A przecież byłoby tak fajnie, gdyby chrześcijaństwa nie było. Ślicznie prezentowałaby się tak lubiana przez europejskich laicyzatorów siedziba ich rozlicznych instytucji w Strasburgu, kiedyś nazywanym „miastem tysiąca kościołów”. Nie byłoby katedry z jedną wieżą, o której pisał Goethe, nie byłoby średniowiecznej, o pardon, dzielnicy Petite France, ale niekoniecznie byłby też okrągły budynek europarlamentu z placem imienia samego Bronisława Geremka w środku, a przynajmniej nie w tej formie.

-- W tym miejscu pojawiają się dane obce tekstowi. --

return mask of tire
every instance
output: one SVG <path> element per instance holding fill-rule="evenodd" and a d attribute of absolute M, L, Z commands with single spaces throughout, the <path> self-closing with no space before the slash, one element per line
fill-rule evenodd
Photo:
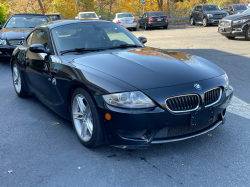
<path fill-rule="evenodd" d="M 168 29 L 168 25 L 164 26 L 163 28 L 164 28 L 164 29 Z"/>
<path fill-rule="evenodd" d="M 104 145 L 101 121 L 89 93 L 83 88 L 77 88 L 71 96 L 70 107 L 72 123 L 80 142 L 88 148 Z"/>
<path fill-rule="evenodd" d="M 138 28 L 141 28 L 141 24 L 138 22 Z"/>
<path fill-rule="evenodd" d="M 16 62 L 12 65 L 12 80 L 14 89 L 18 97 L 27 97 L 28 93 L 25 90 L 24 83 L 22 77 L 20 75 L 20 71 Z"/>
<path fill-rule="evenodd" d="M 250 25 L 246 28 L 245 39 L 250 41 Z"/>
<path fill-rule="evenodd" d="M 191 25 L 195 25 L 194 17 L 191 17 L 191 18 L 190 18 L 190 24 L 191 24 Z"/>
<path fill-rule="evenodd" d="M 203 24 L 204 27 L 207 27 L 207 26 L 208 26 L 207 18 L 203 18 L 202 24 Z"/>
<path fill-rule="evenodd" d="M 235 36 L 226 36 L 226 38 L 229 39 L 229 40 L 234 40 Z"/>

Bo współczesna architektura, także ta biurowa, urzędowa, oficjalna, w sporym stopniu korzysta z dorobku i wynalazków budowniczych katedr (no może też trochę Arabów), różnych sklepień krzyżowych i rozet, które dziś można znaleźć w eleganckich europejskich dworcach, nowojorskich siedzibach banków i hiszpańskich hotelach dla snobów. W stopniu zdecydowanie większym niż np. z dorobku budowniczych wigwamów, jurt, a nawet tybetańskich świątyń.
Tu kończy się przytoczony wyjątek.